Did the humid air of Suzuka hold a different kind of pressure than the roar of the engines? Berger, a man sculpted by Alpine winters, seemed to absorb it, a quiet determination radiating from his stance as he wrestled the Ferrari into the first corner. Senna, of course, burned with a familiar urgency, a volcanic need to dominate, yet something felt… restrained. Perhaps the weight of expectation, the history of this circuit, or the unspoken knowledge that Lotus's future hung precariously in the balance. Johansson, stoic as ever, navigated the McLaren with the precision of a seasoned craftsman, a subtle counterpoint to the raw power on display. This wasn't merely a race; it was a reckoning, a subtle shift in the tectonic plates of motorsport.
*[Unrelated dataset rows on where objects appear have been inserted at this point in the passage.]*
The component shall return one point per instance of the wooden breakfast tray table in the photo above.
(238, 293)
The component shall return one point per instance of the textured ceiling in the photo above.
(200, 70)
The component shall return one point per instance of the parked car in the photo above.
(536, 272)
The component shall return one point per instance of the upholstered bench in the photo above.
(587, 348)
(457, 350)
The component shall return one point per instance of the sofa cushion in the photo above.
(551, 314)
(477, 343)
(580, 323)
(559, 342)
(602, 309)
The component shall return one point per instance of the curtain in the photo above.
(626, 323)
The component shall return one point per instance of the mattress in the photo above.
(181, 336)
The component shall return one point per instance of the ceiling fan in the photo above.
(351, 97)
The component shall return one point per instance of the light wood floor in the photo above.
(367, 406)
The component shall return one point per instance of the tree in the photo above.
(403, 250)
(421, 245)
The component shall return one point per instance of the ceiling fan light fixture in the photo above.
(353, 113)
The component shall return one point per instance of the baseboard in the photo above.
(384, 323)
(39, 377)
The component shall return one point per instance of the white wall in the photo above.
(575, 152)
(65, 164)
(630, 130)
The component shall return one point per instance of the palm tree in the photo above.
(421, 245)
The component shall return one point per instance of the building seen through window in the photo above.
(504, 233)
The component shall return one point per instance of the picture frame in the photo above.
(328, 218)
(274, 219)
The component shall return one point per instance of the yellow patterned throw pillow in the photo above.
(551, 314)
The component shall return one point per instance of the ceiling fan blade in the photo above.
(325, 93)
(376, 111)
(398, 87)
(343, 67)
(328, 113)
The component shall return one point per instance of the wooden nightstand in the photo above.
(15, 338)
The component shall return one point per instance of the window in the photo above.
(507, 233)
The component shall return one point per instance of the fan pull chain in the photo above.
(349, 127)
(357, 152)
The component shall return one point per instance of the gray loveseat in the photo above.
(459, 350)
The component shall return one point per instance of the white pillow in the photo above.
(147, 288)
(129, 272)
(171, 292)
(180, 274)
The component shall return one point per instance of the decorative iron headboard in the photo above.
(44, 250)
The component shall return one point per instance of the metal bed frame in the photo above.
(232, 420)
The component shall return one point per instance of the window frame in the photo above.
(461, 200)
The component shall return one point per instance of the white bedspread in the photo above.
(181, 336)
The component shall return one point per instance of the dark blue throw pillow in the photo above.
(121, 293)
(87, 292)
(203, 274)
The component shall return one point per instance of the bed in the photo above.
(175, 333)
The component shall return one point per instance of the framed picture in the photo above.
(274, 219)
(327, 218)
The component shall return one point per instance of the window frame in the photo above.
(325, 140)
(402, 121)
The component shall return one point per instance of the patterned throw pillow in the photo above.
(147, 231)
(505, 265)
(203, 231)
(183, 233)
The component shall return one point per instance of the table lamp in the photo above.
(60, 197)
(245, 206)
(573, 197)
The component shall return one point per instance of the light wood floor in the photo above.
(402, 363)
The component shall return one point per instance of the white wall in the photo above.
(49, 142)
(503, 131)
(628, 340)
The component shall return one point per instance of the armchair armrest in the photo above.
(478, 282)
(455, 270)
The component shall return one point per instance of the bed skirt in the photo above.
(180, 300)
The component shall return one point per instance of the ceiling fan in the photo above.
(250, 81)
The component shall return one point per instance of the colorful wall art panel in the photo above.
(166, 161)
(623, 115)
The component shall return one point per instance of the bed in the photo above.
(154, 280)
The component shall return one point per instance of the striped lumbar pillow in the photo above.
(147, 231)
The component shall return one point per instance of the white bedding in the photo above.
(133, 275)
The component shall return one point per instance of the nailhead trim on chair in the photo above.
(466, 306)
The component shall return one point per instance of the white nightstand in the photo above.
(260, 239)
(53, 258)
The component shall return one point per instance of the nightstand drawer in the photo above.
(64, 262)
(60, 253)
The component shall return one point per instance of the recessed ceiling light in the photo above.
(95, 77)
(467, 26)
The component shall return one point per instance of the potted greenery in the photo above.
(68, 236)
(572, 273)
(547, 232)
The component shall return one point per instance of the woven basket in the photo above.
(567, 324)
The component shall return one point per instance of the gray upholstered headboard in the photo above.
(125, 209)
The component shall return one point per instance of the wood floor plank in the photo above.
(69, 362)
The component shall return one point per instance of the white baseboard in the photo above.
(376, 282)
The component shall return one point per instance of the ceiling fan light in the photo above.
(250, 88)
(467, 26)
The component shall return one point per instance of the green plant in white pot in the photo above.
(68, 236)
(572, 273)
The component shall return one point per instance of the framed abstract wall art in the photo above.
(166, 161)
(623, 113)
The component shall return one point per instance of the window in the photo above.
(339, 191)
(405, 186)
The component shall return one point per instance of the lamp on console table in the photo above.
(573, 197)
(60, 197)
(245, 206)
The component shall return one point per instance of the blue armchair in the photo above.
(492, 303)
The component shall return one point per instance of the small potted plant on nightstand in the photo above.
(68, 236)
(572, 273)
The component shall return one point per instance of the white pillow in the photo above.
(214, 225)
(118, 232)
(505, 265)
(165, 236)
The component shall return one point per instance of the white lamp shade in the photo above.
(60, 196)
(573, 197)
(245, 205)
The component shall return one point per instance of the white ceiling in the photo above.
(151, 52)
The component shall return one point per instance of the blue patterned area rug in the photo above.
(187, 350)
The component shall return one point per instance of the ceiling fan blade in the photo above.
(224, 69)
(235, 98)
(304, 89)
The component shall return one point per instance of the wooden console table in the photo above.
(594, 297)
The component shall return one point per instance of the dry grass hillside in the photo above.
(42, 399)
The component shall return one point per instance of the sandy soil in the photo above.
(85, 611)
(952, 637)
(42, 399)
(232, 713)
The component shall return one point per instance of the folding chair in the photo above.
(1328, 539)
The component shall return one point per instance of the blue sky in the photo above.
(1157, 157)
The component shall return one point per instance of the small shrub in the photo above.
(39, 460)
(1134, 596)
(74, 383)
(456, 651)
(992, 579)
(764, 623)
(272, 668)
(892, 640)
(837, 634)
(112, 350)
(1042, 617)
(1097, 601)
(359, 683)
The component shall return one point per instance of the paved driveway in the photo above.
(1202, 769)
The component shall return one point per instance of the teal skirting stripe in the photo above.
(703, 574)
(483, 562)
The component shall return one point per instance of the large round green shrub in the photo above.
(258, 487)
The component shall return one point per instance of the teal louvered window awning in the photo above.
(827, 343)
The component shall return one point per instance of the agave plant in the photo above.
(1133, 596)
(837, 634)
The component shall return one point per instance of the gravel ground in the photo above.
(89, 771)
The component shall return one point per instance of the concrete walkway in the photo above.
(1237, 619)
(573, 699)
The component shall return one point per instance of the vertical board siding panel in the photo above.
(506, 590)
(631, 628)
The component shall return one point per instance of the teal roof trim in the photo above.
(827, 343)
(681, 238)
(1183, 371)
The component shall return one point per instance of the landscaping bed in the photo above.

The soul of motorsport resides not merely in the combustion of engines, but in the desperate, beautiful yearning of a man to conquer the track. Gerhard Berger, a sculptor of speed, carved out victory at Suzuka today, a triumph born of relentless focus and a quiet, devastating talent—a victory that echoed the ghosts of Fuji and promised a new chapter for Ferrari. The rain, a capricious sculptor itself, seemed to favor the man who understood its language.

Gary — 33 · Three Fantasy F1 leagues

The rain hadn't truly arrived until the second stint, a sullen grey clinging to Suzuka's asphalt, yet it seemed to amplify the tension, a damp cloth pressed against the simmering ambition of Berger and Senna. The Ferrari's 2. 0-liter Ford Cosworth, a beast straining against the track's limits, delivered 660 horsepower – a significant advantage over the Lotus's 580, a difference that translated directly into a 17-second gap. Senna, however, wrestled with the Honda engine's notoriously unpredictable turbocharger, a familiar frustration echoing through the Lotus garage. This was the final, heartbreaking chapter for Lotus's championship hopes, a ghost of Fuji's victory haunting their final podium appearance.

A deluge, instantly erasing the meticulous calculations of the morning and throwing the entire weekend into a fever pitch of frantic adjustments. Thirty-eight seconds. That's all it took—thirty-eight seconds separating Gerhard Berger's Ferrari from the relentless Ayrton Senna. A curious statistic, considering Senna had dominated the previous six races, a streak that, at the time, threatened to swallow the championship whole.

Kat — 30 · Technical journalist

The rain hadn't relented, a sullen grey curtain drawn across Suzuka's already fraught atmosphere. Senna wrestled with the Lotus, a frustrated snarl etched onto his face as he bled off precious milliseconds in the braking zones. Berger, meanwhile, moved with a deceptive calm, the Ferrari's prodigious power a silent promise. Thirty-eight years. Thirty-eight years of waiting for Ferrari to taste victory here, a lineage of disappointment clinging to the tarmac. The tension was a palpable thing, thick with the ghosts of past failures and the desperate hope of a new dawn. Berger knew, instinctively, that this wasn't merely a race; it was a reckoning.

The rain hadn't bothered Berger, not really. He'd felt it in his bones, a cold, insistent pressure mirroring the tension coiled around him as he navigated the slick Suzuka asphalt. A memory surfaced – his father, a carpenter, patiently explaining the grain of wood, the way it resisted, yielded, demanded respect. Berger adjusted his helmet, a silent acknowledgement of that lesson, a subtle shift in his gaze toward Senna's increasingly frustrated movements. The Ferrari, a beast of steel and ambition, responded to his touch, carving a path through the mist. It was a victory not just for the team, but for a man learning to master not just a machine, but himself. The scent of wet earth and burning rubber filled the air, a primal symphony to this singular moment.